An Obvious Health Issue
In those conditions, hygiene and how passengers were treated, which had not been a priority for the steamship companies, soon became a sensitive topic. Much to the companies’ displeasure, American legislations gradually began to require more space per passenger, lowering profits. Yet even those measures were wildly insufficient. In the 1900s, American journalists began to investigate the issue. Some of them actually travelled in steerage in order to report on the experience. What they found was horrifying: an unbearable stench (some investigative reporters were unable to hold out for more than a day before asking to switch to first class), no cleaning services whatsoever, food of appalling quality (that was often dirty), overcrowding, theft and assault.
The issue of the sexual assault of single female passengers was taken quite seriously by the companies, who wanted to avoid trouble. Single passengers of opposite sexes were assigned to dormitories on opposite ends of the ship, and a female crewmember was often assigned to stand guard over the single women’s area.
Disease was also a touchy subject for the companies, since the United States had established rigorous a health screening before allowing people to enter the country. Diseased passengers could be sent back to Europe at the company’s expense. To avoid that risk, the companies established their own screening before boarding, and, above all, carefully kept the steerage passengers separate from the other classes, who were assumed to be healthy by immigration officials.
Finally, in the early 20th century, pressure groups lobbying for better-quality transportation for migrants – particularly non-English-speaking ones, who often had more trouble sticking up for themselves – began to crop up in the United States. Those groups considered it important that migrants had a good impression of their host country, and that impression included the conditions of their crossing to America.
Stemming the Tide
In the meantime, America couldn’t welcome ever-growing numbers of migrants indefinitely. With over a million migrants transported, 1913 was the last big year of that period. After World War I, America passed laws establishing quotas based on national origin for how many passengers could be transported. The numbers began dropping significantly in 1921, and even more so in 1925, as admission criteria became ever more draconian.

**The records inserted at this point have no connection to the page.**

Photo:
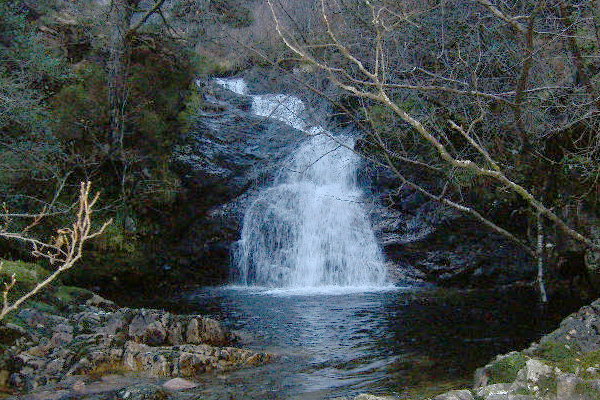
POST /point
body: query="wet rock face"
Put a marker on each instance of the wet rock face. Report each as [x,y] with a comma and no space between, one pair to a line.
[563,365]
[227,154]
[101,340]
[425,242]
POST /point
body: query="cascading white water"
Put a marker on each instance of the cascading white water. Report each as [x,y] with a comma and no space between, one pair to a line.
[309,228]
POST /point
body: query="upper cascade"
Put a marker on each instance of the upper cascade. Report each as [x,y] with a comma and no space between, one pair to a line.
[310,228]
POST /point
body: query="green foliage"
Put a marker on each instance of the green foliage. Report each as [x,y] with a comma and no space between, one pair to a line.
[27,68]
[27,274]
[80,109]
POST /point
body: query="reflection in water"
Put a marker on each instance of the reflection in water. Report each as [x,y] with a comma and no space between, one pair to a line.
[379,342]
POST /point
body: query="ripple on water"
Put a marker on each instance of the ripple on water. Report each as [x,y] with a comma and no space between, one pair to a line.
[338,341]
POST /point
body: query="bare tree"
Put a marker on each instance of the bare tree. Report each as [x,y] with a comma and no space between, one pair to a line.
[63,251]
[500,71]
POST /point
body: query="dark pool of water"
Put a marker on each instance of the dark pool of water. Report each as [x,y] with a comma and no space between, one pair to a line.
[398,342]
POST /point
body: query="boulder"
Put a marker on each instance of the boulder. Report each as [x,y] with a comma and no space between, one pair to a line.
[152,342]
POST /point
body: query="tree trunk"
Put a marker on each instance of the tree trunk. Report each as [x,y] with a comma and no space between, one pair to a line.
[121,14]
[540,257]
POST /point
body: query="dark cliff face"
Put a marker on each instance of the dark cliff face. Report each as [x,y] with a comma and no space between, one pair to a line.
[227,155]
[426,242]
[230,153]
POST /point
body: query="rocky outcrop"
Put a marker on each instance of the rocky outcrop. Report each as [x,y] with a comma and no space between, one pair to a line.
[563,365]
[426,242]
[107,339]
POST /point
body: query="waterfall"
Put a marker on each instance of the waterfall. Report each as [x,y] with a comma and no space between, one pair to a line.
[309,228]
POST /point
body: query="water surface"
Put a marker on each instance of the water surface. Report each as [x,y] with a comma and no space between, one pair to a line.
[349,341]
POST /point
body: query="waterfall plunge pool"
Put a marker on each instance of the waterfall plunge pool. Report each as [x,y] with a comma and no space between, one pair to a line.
[408,342]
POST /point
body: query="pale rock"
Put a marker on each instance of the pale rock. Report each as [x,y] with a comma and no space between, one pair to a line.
[455,395]
[371,397]
[495,389]
[566,385]
[179,384]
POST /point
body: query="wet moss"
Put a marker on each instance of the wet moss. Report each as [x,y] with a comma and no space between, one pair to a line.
[587,390]
[505,369]
[71,295]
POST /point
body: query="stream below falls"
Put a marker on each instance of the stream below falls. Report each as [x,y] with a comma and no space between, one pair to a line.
[408,342]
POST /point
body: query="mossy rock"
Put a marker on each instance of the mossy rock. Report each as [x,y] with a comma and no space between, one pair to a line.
[505,369]
[66,295]
[587,390]
[26,274]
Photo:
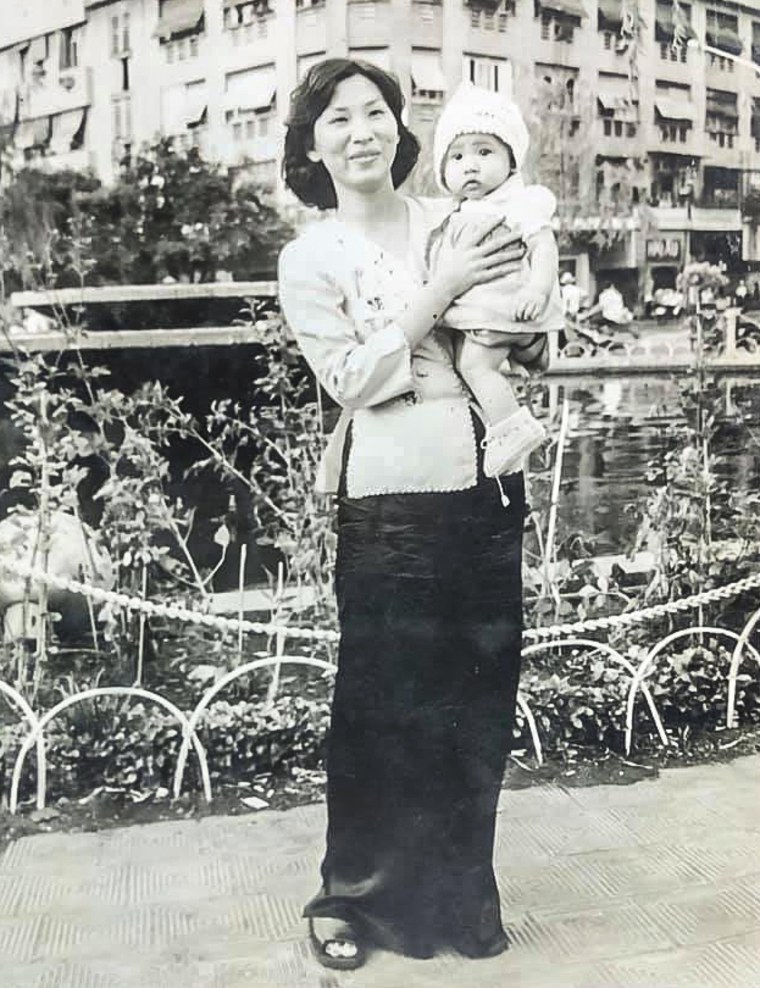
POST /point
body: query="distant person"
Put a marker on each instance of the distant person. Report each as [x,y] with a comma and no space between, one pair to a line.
[479,148]
[612,306]
[572,296]
[428,557]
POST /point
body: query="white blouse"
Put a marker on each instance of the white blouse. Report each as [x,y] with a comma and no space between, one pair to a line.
[409,411]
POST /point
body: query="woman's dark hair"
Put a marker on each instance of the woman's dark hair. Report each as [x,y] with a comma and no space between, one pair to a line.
[310,180]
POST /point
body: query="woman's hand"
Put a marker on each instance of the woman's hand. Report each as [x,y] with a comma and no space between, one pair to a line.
[476,256]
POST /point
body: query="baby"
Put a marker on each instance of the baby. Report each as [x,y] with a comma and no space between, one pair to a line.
[479,148]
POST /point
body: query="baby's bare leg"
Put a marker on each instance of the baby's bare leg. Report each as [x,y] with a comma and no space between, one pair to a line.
[479,366]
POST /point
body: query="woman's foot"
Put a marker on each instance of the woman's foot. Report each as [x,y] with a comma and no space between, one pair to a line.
[336,944]
[474,949]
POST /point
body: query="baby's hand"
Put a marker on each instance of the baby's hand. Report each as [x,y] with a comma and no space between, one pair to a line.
[529,304]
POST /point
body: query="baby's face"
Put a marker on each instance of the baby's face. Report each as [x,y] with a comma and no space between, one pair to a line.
[476,164]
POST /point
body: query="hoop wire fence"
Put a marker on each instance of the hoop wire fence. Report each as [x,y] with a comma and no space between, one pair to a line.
[564,635]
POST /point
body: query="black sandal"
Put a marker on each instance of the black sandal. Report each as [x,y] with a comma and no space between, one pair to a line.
[346,934]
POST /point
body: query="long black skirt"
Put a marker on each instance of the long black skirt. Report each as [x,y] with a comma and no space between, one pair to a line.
[430,602]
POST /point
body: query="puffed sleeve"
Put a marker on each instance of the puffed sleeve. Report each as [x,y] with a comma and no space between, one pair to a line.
[534,209]
[356,373]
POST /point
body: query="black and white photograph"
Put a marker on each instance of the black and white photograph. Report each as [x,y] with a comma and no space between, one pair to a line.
[379,493]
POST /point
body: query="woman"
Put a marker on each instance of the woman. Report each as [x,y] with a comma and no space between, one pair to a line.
[428,567]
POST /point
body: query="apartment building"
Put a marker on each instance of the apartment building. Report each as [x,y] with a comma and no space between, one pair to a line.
[84,82]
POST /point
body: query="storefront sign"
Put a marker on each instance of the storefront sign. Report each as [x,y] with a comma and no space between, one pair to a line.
[664,249]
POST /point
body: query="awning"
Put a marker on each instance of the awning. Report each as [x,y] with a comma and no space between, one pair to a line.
[38,50]
[305,62]
[623,109]
[723,104]
[427,73]
[65,127]
[196,104]
[673,108]
[375,56]
[610,15]
[567,8]
[32,133]
[251,89]
[173,110]
[664,26]
[725,39]
[179,17]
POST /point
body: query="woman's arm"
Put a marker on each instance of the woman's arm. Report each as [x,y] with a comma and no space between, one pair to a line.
[358,373]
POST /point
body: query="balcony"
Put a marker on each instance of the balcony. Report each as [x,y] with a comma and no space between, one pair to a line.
[704,217]
[311,29]
[57,91]
[369,23]
[427,24]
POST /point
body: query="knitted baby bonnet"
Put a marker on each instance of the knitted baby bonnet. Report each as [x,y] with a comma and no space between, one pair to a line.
[472,110]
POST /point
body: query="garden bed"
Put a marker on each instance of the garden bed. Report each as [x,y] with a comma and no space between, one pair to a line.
[103,809]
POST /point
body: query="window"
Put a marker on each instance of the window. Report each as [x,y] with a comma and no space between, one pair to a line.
[180,49]
[121,113]
[674,132]
[243,14]
[669,52]
[69,48]
[722,31]
[488,73]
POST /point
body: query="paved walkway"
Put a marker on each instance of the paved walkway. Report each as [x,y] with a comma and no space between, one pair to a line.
[654,885]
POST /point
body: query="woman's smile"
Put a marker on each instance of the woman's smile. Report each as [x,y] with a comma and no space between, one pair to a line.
[356,137]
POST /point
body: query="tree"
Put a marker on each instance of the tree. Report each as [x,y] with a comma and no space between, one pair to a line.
[590,189]
[169,214]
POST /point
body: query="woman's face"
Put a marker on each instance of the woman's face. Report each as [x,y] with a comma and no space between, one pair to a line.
[356,137]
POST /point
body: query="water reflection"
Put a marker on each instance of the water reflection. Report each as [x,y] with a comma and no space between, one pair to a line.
[619,425]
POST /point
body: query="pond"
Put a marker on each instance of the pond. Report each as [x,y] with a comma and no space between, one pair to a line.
[618,425]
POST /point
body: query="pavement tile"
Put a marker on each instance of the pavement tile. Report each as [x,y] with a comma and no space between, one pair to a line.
[600,830]
[580,935]
[718,965]
[653,885]
[722,854]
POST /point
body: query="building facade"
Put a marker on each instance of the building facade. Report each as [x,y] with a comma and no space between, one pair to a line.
[84,82]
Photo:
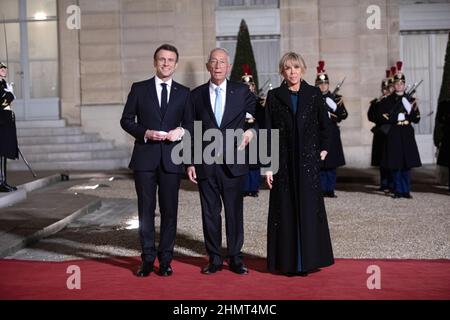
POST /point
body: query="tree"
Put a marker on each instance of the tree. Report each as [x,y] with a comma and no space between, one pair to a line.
[244,55]
[444,94]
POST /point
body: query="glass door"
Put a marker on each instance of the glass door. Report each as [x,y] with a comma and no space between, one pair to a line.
[29,44]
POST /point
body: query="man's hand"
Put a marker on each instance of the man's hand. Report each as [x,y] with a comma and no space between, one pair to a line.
[190,171]
[269,179]
[246,138]
[175,134]
[155,135]
[331,103]
[406,104]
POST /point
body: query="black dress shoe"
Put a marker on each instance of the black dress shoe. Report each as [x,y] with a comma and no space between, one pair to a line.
[11,187]
[239,268]
[165,270]
[211,268]
[145,269]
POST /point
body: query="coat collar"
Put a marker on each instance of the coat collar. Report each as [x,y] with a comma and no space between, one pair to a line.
[305,91]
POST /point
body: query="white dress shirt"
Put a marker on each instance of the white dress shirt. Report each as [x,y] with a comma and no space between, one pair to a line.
[158,85]
[223,92]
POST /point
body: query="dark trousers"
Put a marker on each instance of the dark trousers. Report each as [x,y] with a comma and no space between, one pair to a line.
[168,184]
[252,181]
[386,181]
[402,181]
[328,179]
[2,170]
[222,186]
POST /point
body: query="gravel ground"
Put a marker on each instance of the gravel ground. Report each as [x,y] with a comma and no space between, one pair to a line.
[364,223]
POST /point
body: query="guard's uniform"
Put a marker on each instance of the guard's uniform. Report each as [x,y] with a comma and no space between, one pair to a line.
[397,113]
[335,157]
[8,135]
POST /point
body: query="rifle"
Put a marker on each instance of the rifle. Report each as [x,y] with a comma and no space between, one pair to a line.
[338,87]
[408,94]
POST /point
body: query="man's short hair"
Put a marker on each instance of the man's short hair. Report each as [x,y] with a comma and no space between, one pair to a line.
[167,47]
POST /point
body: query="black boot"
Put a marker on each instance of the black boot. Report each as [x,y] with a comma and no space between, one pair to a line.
[4,186]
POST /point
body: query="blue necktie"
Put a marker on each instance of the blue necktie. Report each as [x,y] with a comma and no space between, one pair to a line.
[218,106]
[164,99]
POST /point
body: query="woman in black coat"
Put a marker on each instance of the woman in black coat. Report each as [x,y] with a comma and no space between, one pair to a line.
[298,239]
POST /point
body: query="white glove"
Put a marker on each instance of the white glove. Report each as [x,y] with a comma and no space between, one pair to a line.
[10,88]
[331,103]
[406,104]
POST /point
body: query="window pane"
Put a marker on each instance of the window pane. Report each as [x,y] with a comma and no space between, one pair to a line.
[267,54]
[231,3]
[9,9]
[272,3]
[14,68]
[37,9]
[43,55]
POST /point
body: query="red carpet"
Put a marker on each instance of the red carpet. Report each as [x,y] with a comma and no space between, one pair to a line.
[114,279]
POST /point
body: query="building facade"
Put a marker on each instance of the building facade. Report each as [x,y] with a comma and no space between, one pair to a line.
[79,65]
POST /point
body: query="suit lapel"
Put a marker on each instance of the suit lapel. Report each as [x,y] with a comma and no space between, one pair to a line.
[207,102]
[153,98]
[172,97]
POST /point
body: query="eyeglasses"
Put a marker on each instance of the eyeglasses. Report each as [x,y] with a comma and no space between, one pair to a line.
[168,61]
[219,63]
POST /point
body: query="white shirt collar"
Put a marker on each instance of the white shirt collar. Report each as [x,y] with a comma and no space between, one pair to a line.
[158,81]
[223,86]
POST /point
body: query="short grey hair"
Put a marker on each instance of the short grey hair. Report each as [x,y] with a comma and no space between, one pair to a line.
[217,49]
[291,57]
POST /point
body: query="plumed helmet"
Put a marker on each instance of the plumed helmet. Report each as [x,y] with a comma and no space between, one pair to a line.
[399,75]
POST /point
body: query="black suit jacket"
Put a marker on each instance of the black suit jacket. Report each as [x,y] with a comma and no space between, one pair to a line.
[239,100]
[143,105]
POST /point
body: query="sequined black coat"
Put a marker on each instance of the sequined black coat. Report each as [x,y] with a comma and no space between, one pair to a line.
[8,135]
[297,218]
[379,138]
[335,157]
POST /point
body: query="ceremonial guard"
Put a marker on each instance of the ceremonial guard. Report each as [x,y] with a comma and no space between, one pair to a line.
[379,138]
[8,135]
[337,113]
[397,112]
[253,180]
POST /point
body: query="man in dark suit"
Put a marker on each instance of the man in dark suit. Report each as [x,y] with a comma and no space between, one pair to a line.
[8,134]
[162,108]
[222,105]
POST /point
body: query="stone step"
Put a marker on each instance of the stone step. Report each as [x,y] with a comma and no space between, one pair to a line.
[40,123]
[34,132]
[74,147]
[64,139]
[78,155]
[98,164]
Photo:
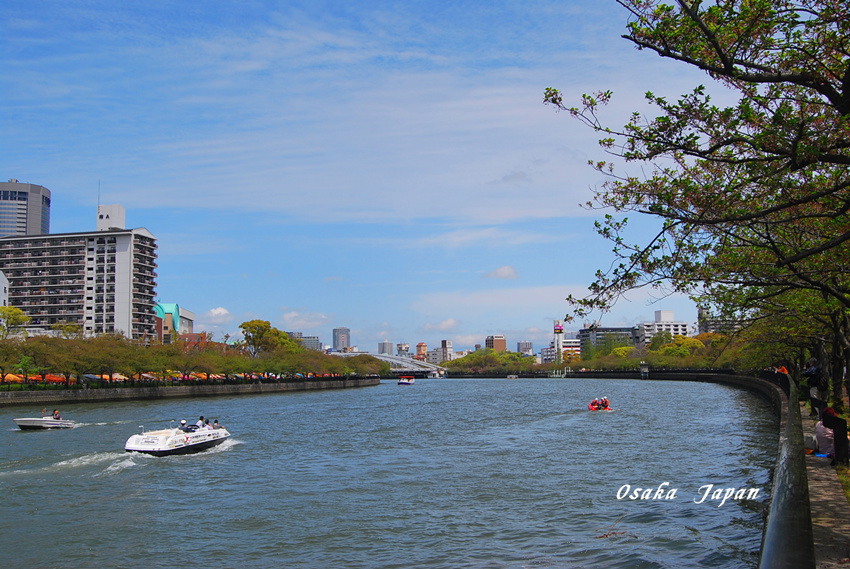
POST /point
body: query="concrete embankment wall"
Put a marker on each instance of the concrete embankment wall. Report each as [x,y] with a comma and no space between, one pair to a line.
[66,396]
[787,541]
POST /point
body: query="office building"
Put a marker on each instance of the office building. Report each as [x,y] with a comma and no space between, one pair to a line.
[497,343]
[342,339]
[104,281]
[24,209]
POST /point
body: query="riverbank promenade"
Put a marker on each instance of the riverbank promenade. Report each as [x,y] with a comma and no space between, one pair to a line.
[39,398]
[829,505]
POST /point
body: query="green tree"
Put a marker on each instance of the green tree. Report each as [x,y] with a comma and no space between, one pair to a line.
[754,194]
[260,336]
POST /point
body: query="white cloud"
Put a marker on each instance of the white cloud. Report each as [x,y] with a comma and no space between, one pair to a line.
[219,316]
[506,272]
[444,326]
[297,321]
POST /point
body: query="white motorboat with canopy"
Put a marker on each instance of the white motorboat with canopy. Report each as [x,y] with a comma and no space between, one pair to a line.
[181,440]
[53,421]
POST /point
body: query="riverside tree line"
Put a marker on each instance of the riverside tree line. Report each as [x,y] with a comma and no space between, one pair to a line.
[264,351]
[751,199]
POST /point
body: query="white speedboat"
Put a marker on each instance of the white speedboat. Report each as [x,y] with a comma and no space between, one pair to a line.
[34,423]
[175,441]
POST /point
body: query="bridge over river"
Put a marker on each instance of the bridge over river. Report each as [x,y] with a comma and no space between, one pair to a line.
[403,366]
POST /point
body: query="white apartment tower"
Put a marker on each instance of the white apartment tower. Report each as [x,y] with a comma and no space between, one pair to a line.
[664,322]
[104,281]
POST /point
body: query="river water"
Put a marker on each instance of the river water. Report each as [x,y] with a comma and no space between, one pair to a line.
[445,473]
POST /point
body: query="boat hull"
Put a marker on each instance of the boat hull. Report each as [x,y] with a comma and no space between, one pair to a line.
[175,441]
[39,423]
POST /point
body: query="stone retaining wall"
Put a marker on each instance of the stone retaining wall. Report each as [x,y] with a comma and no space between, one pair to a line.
[66,396]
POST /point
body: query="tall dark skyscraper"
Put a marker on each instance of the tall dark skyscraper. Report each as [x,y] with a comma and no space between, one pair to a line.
[24,209]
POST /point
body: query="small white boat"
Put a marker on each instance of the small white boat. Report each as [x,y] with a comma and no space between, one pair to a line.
[48,422]
[175,441]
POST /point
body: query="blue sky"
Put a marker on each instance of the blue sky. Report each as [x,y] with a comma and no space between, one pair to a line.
[384,166]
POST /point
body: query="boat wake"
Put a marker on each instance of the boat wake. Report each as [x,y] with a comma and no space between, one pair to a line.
[85,461]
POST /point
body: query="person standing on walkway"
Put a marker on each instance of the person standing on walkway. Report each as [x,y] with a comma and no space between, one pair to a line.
[818,386]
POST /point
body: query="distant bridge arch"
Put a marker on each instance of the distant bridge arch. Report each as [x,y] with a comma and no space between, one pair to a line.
[400,365]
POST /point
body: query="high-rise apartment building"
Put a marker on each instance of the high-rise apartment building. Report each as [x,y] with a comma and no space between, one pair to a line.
[104,281]
[308,342]
[342,339]
[664,322]
[24,209]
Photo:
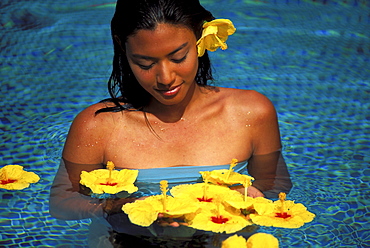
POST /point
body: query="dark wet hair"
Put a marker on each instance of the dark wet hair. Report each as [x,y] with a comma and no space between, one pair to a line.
[134,15]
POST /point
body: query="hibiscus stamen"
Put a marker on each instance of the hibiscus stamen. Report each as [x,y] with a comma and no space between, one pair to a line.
[164,189]
[246,184]
[233,163]
[110,167]
[282,214]
[204,199]
[7,181]
[219,219]
[109,183]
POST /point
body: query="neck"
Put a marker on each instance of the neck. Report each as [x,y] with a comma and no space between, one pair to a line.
[174,113]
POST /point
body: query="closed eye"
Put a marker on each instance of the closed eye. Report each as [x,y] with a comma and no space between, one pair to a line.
[145,67]
[178,61]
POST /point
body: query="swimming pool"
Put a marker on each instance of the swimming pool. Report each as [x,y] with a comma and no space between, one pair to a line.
[311,58]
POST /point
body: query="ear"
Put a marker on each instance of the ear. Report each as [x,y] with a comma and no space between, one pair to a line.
[118,41]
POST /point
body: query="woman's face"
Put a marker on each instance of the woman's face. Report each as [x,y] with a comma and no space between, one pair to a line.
[164,61]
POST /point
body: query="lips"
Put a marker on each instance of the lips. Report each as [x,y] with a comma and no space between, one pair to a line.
[171,92]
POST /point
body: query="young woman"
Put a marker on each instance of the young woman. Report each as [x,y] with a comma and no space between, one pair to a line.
[163,119]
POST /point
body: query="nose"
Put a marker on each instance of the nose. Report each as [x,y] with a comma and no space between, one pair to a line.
[165,74]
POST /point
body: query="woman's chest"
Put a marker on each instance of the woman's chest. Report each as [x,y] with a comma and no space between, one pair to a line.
[159,145]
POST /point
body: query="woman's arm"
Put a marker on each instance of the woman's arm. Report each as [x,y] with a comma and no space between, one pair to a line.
[83,151]
[266,164]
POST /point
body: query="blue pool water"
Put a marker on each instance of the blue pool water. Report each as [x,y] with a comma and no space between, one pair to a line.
[311,58]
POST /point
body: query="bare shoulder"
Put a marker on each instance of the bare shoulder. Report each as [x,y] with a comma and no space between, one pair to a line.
[88,135]
[248,101]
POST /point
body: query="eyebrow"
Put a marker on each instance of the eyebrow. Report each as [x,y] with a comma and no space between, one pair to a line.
[152,58]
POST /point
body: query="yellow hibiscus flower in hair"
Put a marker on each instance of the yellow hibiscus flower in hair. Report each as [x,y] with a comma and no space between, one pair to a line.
[145,212]
[262,240]
[214,35]
[227,177]
[286,214]
[109,180]
[13,177]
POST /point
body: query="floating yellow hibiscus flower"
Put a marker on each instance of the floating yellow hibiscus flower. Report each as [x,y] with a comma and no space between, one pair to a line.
[204,192]
[226,177]
[109,180]
[286,214]
[13,177]
[145,212]
[262,240]
[219,219]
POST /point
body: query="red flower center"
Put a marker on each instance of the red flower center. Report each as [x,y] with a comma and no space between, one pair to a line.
[203,199]
[109,184]
[283,215]
[219,219]
[7,181]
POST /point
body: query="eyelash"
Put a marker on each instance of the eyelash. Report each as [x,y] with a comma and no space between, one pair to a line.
[177,61]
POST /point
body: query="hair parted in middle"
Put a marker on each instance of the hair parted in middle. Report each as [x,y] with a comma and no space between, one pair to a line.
[132,16]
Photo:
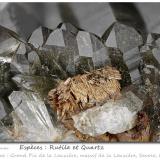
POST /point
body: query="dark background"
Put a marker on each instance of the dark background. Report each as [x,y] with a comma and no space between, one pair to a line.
[23,18]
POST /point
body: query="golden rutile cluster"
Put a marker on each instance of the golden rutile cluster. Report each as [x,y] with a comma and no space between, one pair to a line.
[84,91]
[91,89]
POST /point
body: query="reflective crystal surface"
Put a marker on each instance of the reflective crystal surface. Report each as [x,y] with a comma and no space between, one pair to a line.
[113,117]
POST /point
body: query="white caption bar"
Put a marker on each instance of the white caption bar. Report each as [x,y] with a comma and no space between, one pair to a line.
[79,151]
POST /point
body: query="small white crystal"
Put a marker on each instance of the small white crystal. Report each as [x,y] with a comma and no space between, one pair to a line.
[113,117]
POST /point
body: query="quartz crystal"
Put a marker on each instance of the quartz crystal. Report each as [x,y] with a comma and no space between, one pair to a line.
[113,117]
[34,116]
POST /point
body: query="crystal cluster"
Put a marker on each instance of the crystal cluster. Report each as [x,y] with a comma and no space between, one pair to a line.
[99,89]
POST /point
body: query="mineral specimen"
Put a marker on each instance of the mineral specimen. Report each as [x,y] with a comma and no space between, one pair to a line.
[112,117]
[84,91]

Many companies suddenly found themselves burdened with oversized ships that could no longer be filled. Now they needed to reach New York before their rivals so that their passengers could debark before the month’s quotas had been reached. Companies urgently needed to adapt their ships to the new situation. So steerage gradually disappeared, replaced by “tourist class.” A new trans-Atlantic society emerged and was flourishing by the late 1920s.
Feys, Torsten, “The Battle for the Migrants: The Introduction of Steamshipping on the North Atlantic and its Impact on the European Exodus”, Research in Maritime History, n° 50, 2013.
Marnot, Bruno, Les migrations internationales entre l’Europe et les États-Unis des années 1840 à 1940 (Neuchâtel: UTBM/Éditions Alphil, 2006).
Nugents, Walter, Crossings: The Great Transatlantic Migrations, 1870-1914 (Bloomington: Indiana University Press, 1992).